A new study, published in the August 1 issue of JAMA, found that patients with chronic heart failure had modest reductions in symptoms of depression after 12 months of participating in exercise training, compared with usual care.

According to background information in the article, “An estimated 5 million people in the United Stated have heart failure, and more than 500,000 new cases are diagnosed annually.”

Clinical depression often exists with other illnesses. It affects 40 percent of patients with heart failure with about 75 percent reporting elevated depressive symptoms. In many cardiac patients, depression is associated with worse clinical outcomes.

The authors said:

“Some evidence suggests that aerobic exercise may reduce depressive symptoms, but to our knowledge the effects of exercise on depression in patients with heart failure have not been evaluated.”

The research was conducted by James A. Blumenthal, Ph.D., of Duke University Medical Center, and colleagues in order to assess the effects of exercise on symptoms of depression and to decide whether reduced symptoms had an impact on improved clinical outcomes.

2,322 stable patients that were being treated for heart failure at 82 different medical centers in the U.S., Canada, and France participated in the randomized control trial. The experts measured the patients’ depressive symptoms by a questionnaire (Beck Depression Inventory II- BDI-II). The range of depressive scores was 0-59; scores of 14 or higher are thought of as clinically significant. The patients were chosen randomly to receive either supervised aerobic exercise (goal of 90 min/week for months 1-3 followed by home exercise with a goal of greater than or equal to 120 min/week for months 4-12) or to education and usual guideline-based heart failure care.

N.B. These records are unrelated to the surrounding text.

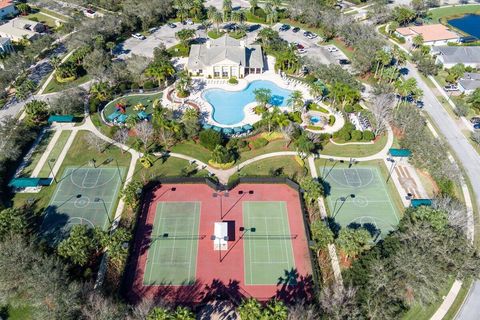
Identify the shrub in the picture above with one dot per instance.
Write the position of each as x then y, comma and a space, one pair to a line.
331, 120
210, 139
368, 135
356, 135
348, 109
149, 85
259, 143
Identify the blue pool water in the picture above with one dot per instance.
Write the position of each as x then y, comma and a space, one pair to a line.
469, 24
228, 105
314, 119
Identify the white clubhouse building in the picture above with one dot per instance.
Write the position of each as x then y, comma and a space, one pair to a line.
225, 57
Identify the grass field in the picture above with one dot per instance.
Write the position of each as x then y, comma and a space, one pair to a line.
268, 251
54, 153
358, 196
131, 101
355, 150
83, 196
172, 254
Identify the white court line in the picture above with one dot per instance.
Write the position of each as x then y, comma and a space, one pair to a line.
154, 249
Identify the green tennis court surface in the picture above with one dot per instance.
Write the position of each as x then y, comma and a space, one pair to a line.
268, 251
358, 196
83, 196
172, 255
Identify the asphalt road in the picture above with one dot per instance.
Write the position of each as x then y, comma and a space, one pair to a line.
470, 161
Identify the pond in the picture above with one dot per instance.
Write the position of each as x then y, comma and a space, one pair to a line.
468, 24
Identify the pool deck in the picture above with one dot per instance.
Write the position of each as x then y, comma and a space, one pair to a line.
201, 84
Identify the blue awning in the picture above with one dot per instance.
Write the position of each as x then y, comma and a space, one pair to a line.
400, 153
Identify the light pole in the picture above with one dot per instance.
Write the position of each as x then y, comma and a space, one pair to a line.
105, 207
392, 167
214, 237
51, 169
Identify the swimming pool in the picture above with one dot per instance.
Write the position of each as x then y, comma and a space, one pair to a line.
228, 105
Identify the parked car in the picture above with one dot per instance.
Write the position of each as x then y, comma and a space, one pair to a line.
309, 35
332, 49
450, 87
138, 36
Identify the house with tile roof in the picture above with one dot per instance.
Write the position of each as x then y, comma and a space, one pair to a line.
225, 57
433, 34
449, 56
7, 9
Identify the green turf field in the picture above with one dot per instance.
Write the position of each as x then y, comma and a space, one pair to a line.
172, 255
359, 196
83, 196
268, 251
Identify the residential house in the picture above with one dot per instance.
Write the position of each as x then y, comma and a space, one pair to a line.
433, 34
7, 9
469, 82
20, 28
5, 46
449, 56
225, 57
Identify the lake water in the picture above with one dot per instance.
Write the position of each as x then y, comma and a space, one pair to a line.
469, 24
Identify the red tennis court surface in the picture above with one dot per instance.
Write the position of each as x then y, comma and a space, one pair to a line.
226, 278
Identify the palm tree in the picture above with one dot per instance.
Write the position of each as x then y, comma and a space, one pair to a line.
161, 71
295, 100
227, 9
217, 19
262, 96
253, 6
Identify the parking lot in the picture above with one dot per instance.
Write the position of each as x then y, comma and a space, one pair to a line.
166, 35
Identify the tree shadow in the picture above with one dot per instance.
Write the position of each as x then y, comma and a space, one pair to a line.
293, 287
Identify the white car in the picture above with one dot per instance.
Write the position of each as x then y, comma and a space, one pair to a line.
138, 36
332, 49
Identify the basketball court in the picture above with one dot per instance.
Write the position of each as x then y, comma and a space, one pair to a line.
83, 196
172, 256
358, 196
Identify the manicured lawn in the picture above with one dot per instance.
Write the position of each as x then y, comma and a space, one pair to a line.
287, 166
214, 34
57, 149
355, 150
455, 11
40, 17
193, 150
131, 101
170, 167
78, 156
37, 154
54, 86
419, 312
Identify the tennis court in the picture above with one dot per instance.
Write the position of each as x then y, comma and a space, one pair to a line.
268, 250
359, 197
172, 254
83, 196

The median BDI-II score at the beginning of the study was 8; 28 percent of the sample had BDI-II scores of 14 or higher. All 2,322 patients had depression scores available at study entry, 2019 at the third month and 1,738 at the twelfth month. Observations showed that the adjusted 3-month BDI-II average score was 8.95 for the exercise group and 9.70 for usual care (a -.76 difference). At the twelfth month, the adjusted BDI-II score was 8.86 for the exercise group and 9.54 for usual guideline-based care (a -.68 difference).

While observing the subset of participants with clinically significant depressive symptoms, the researchers saw similar results (baseline BDI-II scores >14), with BDI-11 scores at the third and twelfth months lower for patients who participated in the aerobic exercise than for those in usual care group.

The participants that were placed in the aerobic exercise group reported greater adherence to the exercise prescription and achieved larger reductions in depressive symptoms, even though the absolute reduction was small.

Results also showed that elevated depressive symptoms were associated with more than a 20 percent increase in risk for hospitalizations and all-cause mortality. This increased risk was separate from antidepressant use and introduced risk factors in patients with heart failure, such as the patient’s age and the severity of the disease.